Your average fan of vintage martial arts fare might consider Bruce Lee or Jackie Chan to be the king of that cinematic style. Schlock fiends make a different choice: the immortal Sonny Chiba. This Japanese star has been an icon to exploitation-flick fans everywhere for decades thanks to his legendary and outrageous series of Street Fighter films. Even Quentin Tarantino even tipped his hat to the legend of Chiba by having his heroes meet at a Street Fighter screening in True Romance and later casting Chiba as swordmaker Hattori Hanzo in Kill Bill.
The Street Fighter films alone are enough to earn him a place of honor in any exploitation film pantheon but those three films are just a drop in Chiba-san’s cinematic bucket — he was prolific throughout his 70’s-to-early 80’s heyday and produced countless blood-drenched epics. One of the finest is Killing Machine, a stunner that blends Chiba’s bone-crunching take on martial arts action with a subject near and dear to his heart.

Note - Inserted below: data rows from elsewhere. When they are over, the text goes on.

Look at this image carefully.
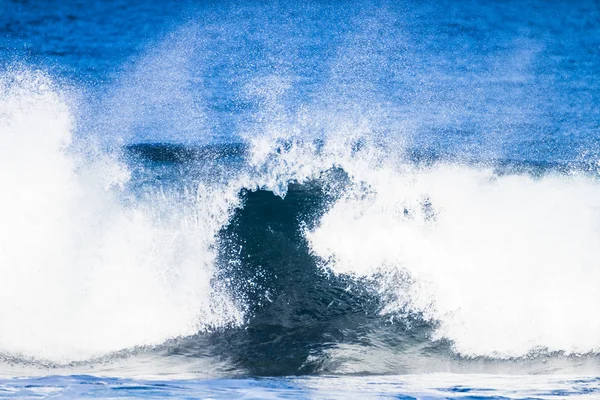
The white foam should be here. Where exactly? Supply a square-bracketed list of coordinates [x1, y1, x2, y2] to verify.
[0, 72, 241, 362]
[307, 160, 600, 358]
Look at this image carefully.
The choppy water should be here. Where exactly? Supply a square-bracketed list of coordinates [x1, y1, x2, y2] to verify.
[0, 1, 600, 398]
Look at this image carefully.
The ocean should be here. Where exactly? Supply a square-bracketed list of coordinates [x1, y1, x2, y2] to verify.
[0, 0, 600, 399]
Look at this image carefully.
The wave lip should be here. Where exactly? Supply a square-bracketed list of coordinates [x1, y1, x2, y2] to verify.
[0, 71, 241, 363]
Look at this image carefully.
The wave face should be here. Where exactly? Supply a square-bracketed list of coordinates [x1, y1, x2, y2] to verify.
[0, 0, 600, 377]
[0, 72, 241, 362]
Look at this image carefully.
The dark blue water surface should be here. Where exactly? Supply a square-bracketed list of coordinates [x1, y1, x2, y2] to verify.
[0, 0, 600, 399]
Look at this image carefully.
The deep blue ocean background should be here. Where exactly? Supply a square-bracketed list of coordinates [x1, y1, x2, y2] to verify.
[0, 0, 600, 399]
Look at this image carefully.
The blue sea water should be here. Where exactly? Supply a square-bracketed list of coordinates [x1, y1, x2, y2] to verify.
[0, 0, 600, 399]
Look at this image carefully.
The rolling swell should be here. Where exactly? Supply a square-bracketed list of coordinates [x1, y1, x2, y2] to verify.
[122, 144, 600, 375]
[126, 144, 438, 376]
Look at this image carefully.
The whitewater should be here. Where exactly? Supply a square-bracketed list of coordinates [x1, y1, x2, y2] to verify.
[0, 2, 600, 398]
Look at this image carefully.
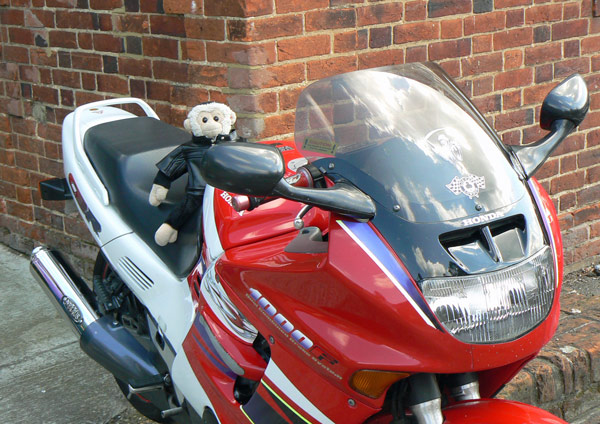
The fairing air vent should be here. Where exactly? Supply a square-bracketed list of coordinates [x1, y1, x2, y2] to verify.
[119, 256, 154, 290]
[440, 215, 527, 274]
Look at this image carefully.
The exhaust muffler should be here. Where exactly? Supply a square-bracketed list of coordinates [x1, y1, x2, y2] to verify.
[30, 246, 163, 388]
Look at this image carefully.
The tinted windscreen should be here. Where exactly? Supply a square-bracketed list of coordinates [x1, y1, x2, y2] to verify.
[295, 67, 524, 222]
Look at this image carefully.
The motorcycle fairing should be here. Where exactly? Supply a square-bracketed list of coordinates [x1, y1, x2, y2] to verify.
[295, 64, 545, 282]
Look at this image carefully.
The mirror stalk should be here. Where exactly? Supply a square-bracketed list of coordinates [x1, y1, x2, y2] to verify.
[273, 179, 375, 219]
[511, 119, 576, 179]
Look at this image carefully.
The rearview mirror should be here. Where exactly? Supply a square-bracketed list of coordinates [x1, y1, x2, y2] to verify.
[201, 142, 285, 196]
[540, 74, 589, 130]
[511, 74, 590, 179]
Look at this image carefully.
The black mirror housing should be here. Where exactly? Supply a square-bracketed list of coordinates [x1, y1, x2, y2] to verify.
[540, 74, 590, 130]
[201, 142, 285, 196]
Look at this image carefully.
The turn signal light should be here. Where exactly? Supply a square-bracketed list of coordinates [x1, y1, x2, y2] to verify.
[350, 370, 410, 399]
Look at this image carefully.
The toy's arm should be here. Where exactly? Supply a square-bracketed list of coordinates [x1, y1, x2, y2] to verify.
[148, 146, 187, 206]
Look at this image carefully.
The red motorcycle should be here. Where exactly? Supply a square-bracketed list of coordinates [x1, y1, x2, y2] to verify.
[32, 64, 589, 424]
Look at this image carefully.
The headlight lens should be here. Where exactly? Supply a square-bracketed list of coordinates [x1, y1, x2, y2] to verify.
[200, 260, 258, 343]
[421, 246, 556, 343]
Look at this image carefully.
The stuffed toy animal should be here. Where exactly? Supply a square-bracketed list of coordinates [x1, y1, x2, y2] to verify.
[148, 102, 237, 246]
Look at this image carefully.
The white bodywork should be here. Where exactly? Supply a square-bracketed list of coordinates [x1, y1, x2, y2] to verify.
[62, 98, 222, 420]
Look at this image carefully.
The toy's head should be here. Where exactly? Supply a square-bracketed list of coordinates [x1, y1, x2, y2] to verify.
[183, 102, 236, 138]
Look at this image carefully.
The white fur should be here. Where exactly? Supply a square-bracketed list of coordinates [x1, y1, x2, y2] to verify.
[183, 102, 237, 137]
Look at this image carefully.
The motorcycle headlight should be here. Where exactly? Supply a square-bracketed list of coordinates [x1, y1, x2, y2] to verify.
[200, 260, 258, 343]
[421, 246, 556, 343]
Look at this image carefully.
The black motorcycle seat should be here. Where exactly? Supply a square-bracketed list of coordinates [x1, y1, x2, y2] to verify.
[83, 117, 202, 277]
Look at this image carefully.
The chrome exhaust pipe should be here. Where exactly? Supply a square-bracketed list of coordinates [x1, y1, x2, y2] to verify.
[30, 246, 98, 337]
[30, 247, 163, 388]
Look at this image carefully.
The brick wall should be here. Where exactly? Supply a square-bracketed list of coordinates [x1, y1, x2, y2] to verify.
[0, 0, 600, 272]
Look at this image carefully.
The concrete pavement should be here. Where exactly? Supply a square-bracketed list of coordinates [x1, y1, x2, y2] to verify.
[0, 245, 135, 424]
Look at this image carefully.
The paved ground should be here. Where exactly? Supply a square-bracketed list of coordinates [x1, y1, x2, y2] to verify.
[0, 244, 600, 424]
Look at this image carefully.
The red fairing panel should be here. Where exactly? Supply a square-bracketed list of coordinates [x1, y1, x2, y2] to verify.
[442, 399, 567, 424]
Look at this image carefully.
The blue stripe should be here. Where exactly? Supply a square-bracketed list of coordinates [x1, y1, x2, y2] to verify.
[343, 221, 443, 331]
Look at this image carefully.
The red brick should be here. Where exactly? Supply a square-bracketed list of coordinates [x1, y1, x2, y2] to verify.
[552, 19, 588, 41]
[48, 30, 77, 49]
[77, 32, 94, 50]
[306, 56, 357, 81]
[96, 74, 129, 94]
[581, 35, 600, 54]
[227, 63, 305, 88]
[8, 27, 34, 45]
[356, 2, 403, 27]
[0, 8, 25, 26]
[93, 34, 123, 53]
[473, 76, 494, 96]
[333, 30, 368, 53]
[2, 45, 29, 63]
[71, 51, 102, 72]
[429, 38, 471, 60]
[259, 113, 295, 137]
[441, 19, 463, 39]
[502, 90, 521, 110]
[473, 94, 502, 114]
[119, 57, 152, 78]
[152, 60, 189, 82]
[494, 27, 533, 50]
[112, 14, 150, 34]
[525, 4, 562, 25]
[550, 171, 585, 194]
[277, 34, 331, 62]
[369, 27, 392, 49]
[305, 9, 356, 31]
[427, 0, 473, 18]
[506, 9, 525, 28]
[52, 69, 81, 88]
[163, 0, 204, 14]
[554, 57, 590, 78]
[525, 43, 562, 66]
[494, 0, 532, 9]
[464, 12, 506, 35]
[394, 22, 440, 44]
[189, 64, 228, 87]
[206, 41, 281, 65]
[404, 0, 427, 22]
[279, 87, 304, 110]
[204, 0, 273, 18]
[523, 83, 556, 105]
[461, 53, 502, 76]
[275, 0, 329, 14]
[184, 18, 225, 41]
[404, 46, 427, 63]
[150, 15, 186, 37]
[24, 9, 54, 28]
[358, 49, 404, 69]
[55, 10, 94, 29]
[227, 15, 303, 41]
[227, 92, 277, 113]
[563, 2, 580, 21]
[89, 0, 123, 10]
[33, 86, 58, 105]
[142, 37, 179, 59]
[494, 109, 533, 131]
[181, 40, 206, 61]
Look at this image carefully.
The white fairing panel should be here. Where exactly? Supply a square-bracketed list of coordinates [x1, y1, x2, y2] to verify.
[102, 233, 194, 352]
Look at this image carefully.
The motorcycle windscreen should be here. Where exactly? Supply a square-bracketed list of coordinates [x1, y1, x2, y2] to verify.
[295, 64, 525, 222]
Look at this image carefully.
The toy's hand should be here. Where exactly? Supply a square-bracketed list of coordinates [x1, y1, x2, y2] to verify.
[154, 223, 177, 246]
[148, 184, 169, 206]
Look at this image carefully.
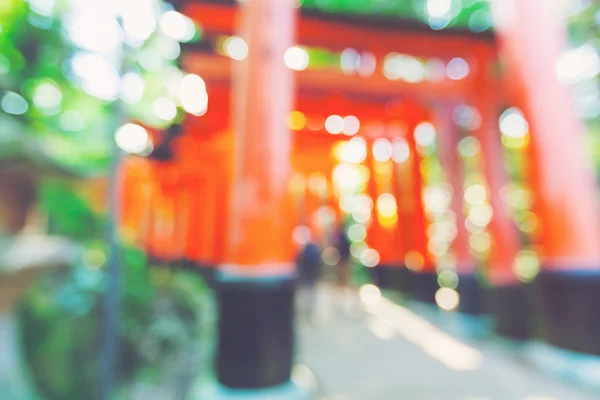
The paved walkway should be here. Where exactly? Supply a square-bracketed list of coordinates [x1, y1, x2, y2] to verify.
[299, 287, 600, 400]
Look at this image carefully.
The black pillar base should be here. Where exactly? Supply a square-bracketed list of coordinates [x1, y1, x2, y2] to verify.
[215, 275, 294, 389]
[490, 283, 535, 340]
[371, 264, 411, 293]
[407, 270, 440, 304]
[456, 274, 489, 315]
[536, 269, 600, 355]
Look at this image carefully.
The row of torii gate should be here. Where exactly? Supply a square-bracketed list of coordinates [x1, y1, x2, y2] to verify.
[122, 0, 600, 389]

Killing Machine is a biography of Doshin So, a legendary soldier-turned-teacher who formed a school to teach his own Shaolin-derived brand of martial arts (Shorinji Kenpo, which was also the film’s Japanese title). So was Chiba’s sensei so this film no doubt had a special meaning for him. That said, viewers shouldn’t expect a somber, rigorously faithful rendering of the man’s life because a pre-film disclaimer tells us that despite the real life inspiration, the tale and characters have been fictionalized. In other words, this film treats viewers to the rough-and-ready Chiba version of this story.
The film begins with Chiba single-handedly taking out a band of Chinese soldiers during a World War II skirmish, only to discover Japan has surrendered to the allies. He returns home and finds a broken land where Koreans prey on the Japanese, the Americans run things in a ill-tempered manner and Japanese people of lesser moral fiber get rich via black market means. After fighting these enemies one too many times, So is banished to another town. He forms a school to teach his personalized blend of martial arts but trouble follows as his black market enemies grow in power. They see him as a threat (which is wise) and start picking off his buddies (which is the opposite of wise). Thus, the stage is inevitably set for a paint-the-dojo-red finale.

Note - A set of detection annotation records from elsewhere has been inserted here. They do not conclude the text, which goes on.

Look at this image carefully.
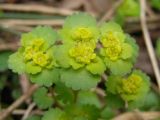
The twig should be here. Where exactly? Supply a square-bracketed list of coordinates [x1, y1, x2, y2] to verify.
[0, 85, 38, 120]
[0, 43, 18, 51]
[99, 0, 122, 24]
[140, 0, 160, 89]
[113, 112, 160, 120]
[22, 103, 36, 120]
[0, 19, 64, 26]
[0, 4, 75, 16]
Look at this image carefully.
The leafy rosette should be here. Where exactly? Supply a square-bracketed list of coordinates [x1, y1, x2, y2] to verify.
[106, 70, 150, 101]
[100, 22, 138, 75]
[60, 13, 99, 46]
[55, 13, 105, 89]
[8, 26, 58, 86]
[55, 42, 105, 90]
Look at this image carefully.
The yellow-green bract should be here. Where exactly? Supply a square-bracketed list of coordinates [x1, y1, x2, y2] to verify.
[9, 13, 138, 90]
[8, 26, 59, 86]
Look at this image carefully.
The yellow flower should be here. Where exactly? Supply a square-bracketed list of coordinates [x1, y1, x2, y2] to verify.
[31, 38, 44, 50]
[69, 43, 96, 64]
[102, 32, 122, 61]
[23, 46, 37, 61]
[72, 27, 93, 41]
[119, 74, 142, 94]
[33, 52, 50, 67]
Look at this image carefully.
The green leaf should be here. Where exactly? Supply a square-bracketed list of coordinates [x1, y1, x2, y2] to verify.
[29, 68, 59, 87]
[63, 13, 96, 29]
[121, 43, 133, 59]
[77, 91, 101, 108]
[117, 0, 140, 16]
[106, 92, 125, 109]
[117, 70, 150, 101]
[27, 115, 41, 120]
[8, 52, 25, 74]
[0, 74, 7, 90]
[42, 108, 65, 120]
[156, 38, 160, 57]
[65, 105, 100, 120]
[101, 107, 116, 120]
[21, 26, 58, 47]
[55, 82, 74, 104]
[128, 91, 160, 111]
[100, 21, 123, 34]
[54, 44, 71, 68]
[33, 87, 53, 109]
[149, 0, 160, 10]
[86, 57, 106, 75]
[25, 62, 42, 74]
[69, 58, 84, 70]
[12, 88, 22, 100]
[0, 51, 13, 71]
[60, 13, 99, 42]
[125, 34, 139, 63]
[61, 68, 100, 90]
[106, 75, 121, 94]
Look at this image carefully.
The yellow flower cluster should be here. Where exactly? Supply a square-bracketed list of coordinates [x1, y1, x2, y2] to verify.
[118, 74, 142, 94]
[102, 31, 122, 61]
[23, 39, 51, 67]
[69, 42, 96, 64]
[72, 27, 93, 42]
[69, 27, 96, 64]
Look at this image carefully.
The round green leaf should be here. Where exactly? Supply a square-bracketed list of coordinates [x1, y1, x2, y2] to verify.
[0, 51, 12, 71]
[55, 82, 74, 104]
[8, 52, 25, 74]
[77, 91, 101, 108]
[42, 108, 65, 120]
[29, 68, 59, 87]
[86, 57, 106, 75]
[61, 68, 100, 90]
[33, 87, 53, 109]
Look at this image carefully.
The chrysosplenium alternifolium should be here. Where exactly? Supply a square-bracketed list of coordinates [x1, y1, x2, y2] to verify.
[9, 13, 149, 101]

The end result is a gritty action flick with an unexpected emotional edge. Killing Machine is manipulative in the extreme — Doshin’s true love ends up becoming a prostitute due to her circumstances and virtually anyone else who sides with Doshin is guaranteed a grim fate. It also shamelessly feeds off the racial tensions and morale problems stemming from Japan’s defeat in World War II — the story is almost entirely composed of scenes of foreign roughnecks (or sell-out locals) roughing up innocent folk, prompting Chiba to step in and beat them down in total wish-fulfillment style. The latter aspect is important, ensuring a steady flow of brutality that includes beatings, stabbings, shootings, extremity-hacking and even one castration. In other words, this is not a film for those weaned on the comedy kung-fu stylings of Jackie Chan.

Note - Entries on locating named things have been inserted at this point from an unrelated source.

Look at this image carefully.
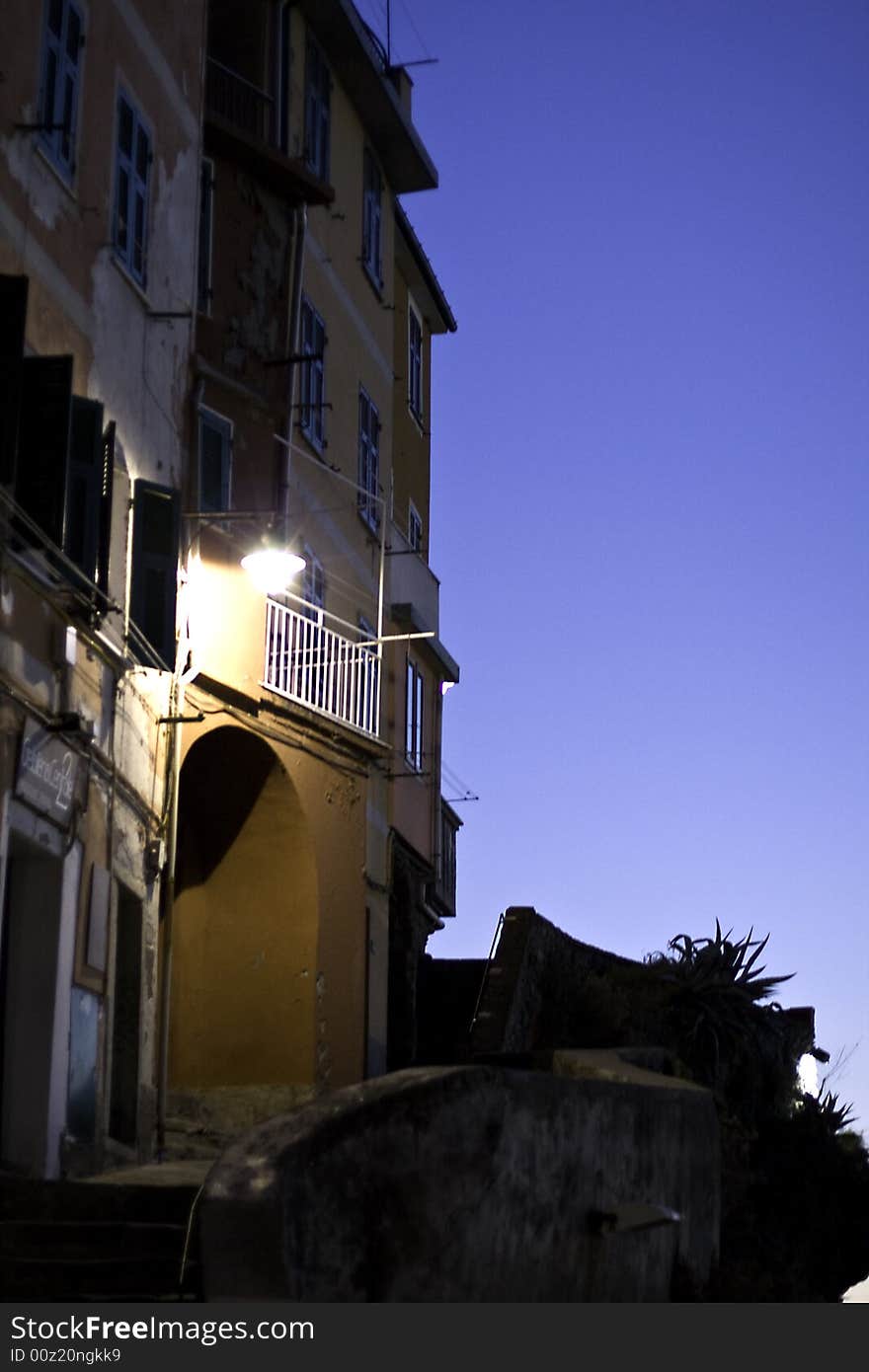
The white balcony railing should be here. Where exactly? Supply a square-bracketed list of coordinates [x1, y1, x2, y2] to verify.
[263, 599, 380, 738]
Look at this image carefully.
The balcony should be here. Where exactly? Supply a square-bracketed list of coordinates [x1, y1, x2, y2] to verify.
[386, 524, 440, 634]
[263, 599, 380, 738]
[204, 57, 335, 204]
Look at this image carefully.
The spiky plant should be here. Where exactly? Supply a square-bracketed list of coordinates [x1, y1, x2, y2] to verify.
[650, 921, 795, 1112]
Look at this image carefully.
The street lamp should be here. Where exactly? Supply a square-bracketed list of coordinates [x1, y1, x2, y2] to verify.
[242, 545, 306, 595]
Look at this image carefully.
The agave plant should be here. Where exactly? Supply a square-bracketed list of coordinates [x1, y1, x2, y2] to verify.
[662, 921, 794, 1002]
[650, 921, 792, 1101]
[802, 1084, 856, 1135]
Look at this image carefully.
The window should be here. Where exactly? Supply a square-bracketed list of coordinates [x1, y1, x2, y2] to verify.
[275, 0, 291, 154]
[362, 148, 383, 291]
[199, 411, 232, 510]
[408, 305, 423, 422]
[197, 158, 214, 314]
[408, 500, 423, 553]
[405, 657, 423, 771]
[305, 38, 332, 181]
[40, 0, 84, 180]
[299, 299, 325, 449]
[113, 95, 151, 285]
[130, 481, 180, 671]
[358, 387, 380, 528]
[302, 545, 325, 623]
[292, 546, 328, 705]
[7, 337, 114, 591]
[437, 804, 458, 912]
[353, 615, 379, 734]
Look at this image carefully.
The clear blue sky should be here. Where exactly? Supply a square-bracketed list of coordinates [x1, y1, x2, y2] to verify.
[361, 0, 869, 1129]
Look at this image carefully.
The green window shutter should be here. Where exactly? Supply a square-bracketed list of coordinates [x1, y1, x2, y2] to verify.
[130, 481, 180, 671]
[15, 356, 73, 548]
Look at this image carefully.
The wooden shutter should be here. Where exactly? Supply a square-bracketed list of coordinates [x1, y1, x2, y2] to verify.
[96, 419, 116, 595]
[15, 356, 73, 548]
[130, 481, 180, 669]
[0, 275, 28, 486]
[63, 395, 103, 581]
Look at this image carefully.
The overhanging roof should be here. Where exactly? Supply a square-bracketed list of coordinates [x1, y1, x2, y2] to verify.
[395, 200, 457, 334]
[299, 0, 437, 192]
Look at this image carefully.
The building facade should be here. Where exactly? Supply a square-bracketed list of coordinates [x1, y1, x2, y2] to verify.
[0, 0, 458, 1176]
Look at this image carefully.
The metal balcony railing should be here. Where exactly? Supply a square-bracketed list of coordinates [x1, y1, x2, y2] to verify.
[263, 599, 380, 738]
[204, 57, 274, 143]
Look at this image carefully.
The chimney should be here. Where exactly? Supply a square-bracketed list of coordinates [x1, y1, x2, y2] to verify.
[390, 67, 413, 119]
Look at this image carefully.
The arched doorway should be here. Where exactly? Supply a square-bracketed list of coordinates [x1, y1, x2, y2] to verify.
[169, 725, 317, 1092]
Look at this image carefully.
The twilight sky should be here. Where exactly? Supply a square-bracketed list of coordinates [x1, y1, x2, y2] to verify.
[359, 0, 869, 1129]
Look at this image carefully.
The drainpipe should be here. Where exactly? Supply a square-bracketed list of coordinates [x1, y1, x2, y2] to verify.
[156, 673, 184, 1162]
[156, 379, 204, 1161]
[277, 204, 307, 543]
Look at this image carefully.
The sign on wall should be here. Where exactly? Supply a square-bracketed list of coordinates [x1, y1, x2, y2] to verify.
[15, 719, 82, 827]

That said, Killing Machine is a finely-tuned juggernaut of a movie that fulfills its brute-force agenda in an effective and surprisingly artful style. Director Norifumi Suzuki, a seasoned director of Japanese exploitation fare, wisely figured out the only way to handle this sensationalistic tale was to go over the top… and he does so, with great gusto and total fearlessness. He gives the film a gorgeous cinemascope gloss but keeps the action visceral, immediate and free-flowing — there’s a fight or some brutal incident virtually every five minutes in this film. Even simple drama scenes go for the throat — you’ve never seen this many people burst into tears in a martial arts film. The end result feels like a head-on collision between Kinji Fukasaku and Douglas Sirk.
Finally — and most importantly — there is Sonny Chiba himself. Whether he is punching his way through a half-dozen black marketeers or tearfully wishing goodbye to a pack of hero-worshipping orphans, he carries himself with feral grace and self-righteous intensity. He commands attention and respect no matter how out-there the situations get and that is the sign of a true screen hero. The combination of his white-hot screen presence and Killing Machine’s crazed but potent storyline adds up to pure pulp poetry.